Feyn buscó a tientas los prismáticos, los levantó, estirando el cuello para ver a través de una ráfaga ascendente de humo.
No reconoció al primer jinete. Movió el lente un centímetro y se concentró en el otro jinete. Cabello canoso, largo y desaliñado. Ella conocía la línea de esa mejilla, la actitud de esa boca.
¡Saric!
La mujer observó horrorizada cuando ellos volaban por los portones, al parecer sin ser vistos por las propias fuerzas de ella. Solo dos, pero uno de ellos era Saric, y este no conocía el significado del fracaso.
—Han venido —comentó Rom con extraño asombro—. Han venido a salvarnos.
Ella sintió que la sangre se le drenaba de la cara.
—Han venido a matarme —oyó que se decía a sí misma.

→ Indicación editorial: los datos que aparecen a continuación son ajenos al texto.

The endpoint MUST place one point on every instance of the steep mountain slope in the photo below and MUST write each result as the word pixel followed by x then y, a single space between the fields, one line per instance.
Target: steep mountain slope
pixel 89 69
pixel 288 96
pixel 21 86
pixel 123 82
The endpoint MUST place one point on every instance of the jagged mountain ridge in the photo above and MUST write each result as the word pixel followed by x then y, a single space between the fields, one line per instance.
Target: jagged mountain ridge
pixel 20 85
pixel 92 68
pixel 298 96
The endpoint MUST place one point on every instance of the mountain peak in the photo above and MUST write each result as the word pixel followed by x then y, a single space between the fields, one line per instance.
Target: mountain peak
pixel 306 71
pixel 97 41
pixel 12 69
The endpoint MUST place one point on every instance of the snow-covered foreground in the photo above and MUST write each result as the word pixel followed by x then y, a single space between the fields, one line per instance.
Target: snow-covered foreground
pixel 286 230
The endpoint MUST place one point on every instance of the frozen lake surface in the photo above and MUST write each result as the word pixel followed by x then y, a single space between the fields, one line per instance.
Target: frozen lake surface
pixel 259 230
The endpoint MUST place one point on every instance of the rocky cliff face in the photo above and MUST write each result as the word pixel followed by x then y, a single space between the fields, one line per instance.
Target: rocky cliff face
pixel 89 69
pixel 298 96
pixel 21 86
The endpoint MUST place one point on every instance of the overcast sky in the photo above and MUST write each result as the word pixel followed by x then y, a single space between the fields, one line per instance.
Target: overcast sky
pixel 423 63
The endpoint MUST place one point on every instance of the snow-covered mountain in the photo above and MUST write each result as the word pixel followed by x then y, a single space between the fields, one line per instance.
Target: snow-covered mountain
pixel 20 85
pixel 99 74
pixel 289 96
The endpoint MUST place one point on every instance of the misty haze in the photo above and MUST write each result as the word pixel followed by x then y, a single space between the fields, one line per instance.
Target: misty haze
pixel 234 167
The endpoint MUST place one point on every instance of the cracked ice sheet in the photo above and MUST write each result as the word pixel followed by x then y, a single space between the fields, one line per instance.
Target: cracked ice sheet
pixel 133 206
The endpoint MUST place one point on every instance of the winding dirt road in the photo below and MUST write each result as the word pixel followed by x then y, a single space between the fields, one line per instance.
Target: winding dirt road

En una súbita rabia repentina, Feyn lanzó los prismáticos contra la ventana, que se astilló enviando fragmentos de vidrio hacia la noche.
El siervo afuera abrió la puerta.
—¿Mi señora?
Entonces lanzó una última mirada a los corceles blancos a medio camino hacia el portón, y subiéndose el borde del vestido se dirigió hacia el siervo. Giró en la puerta y volteó a mirar a Rom.
—Dile a Corban que ejecute a nuestro prisionero —ordenó ella—. ¡Llévalo abajo!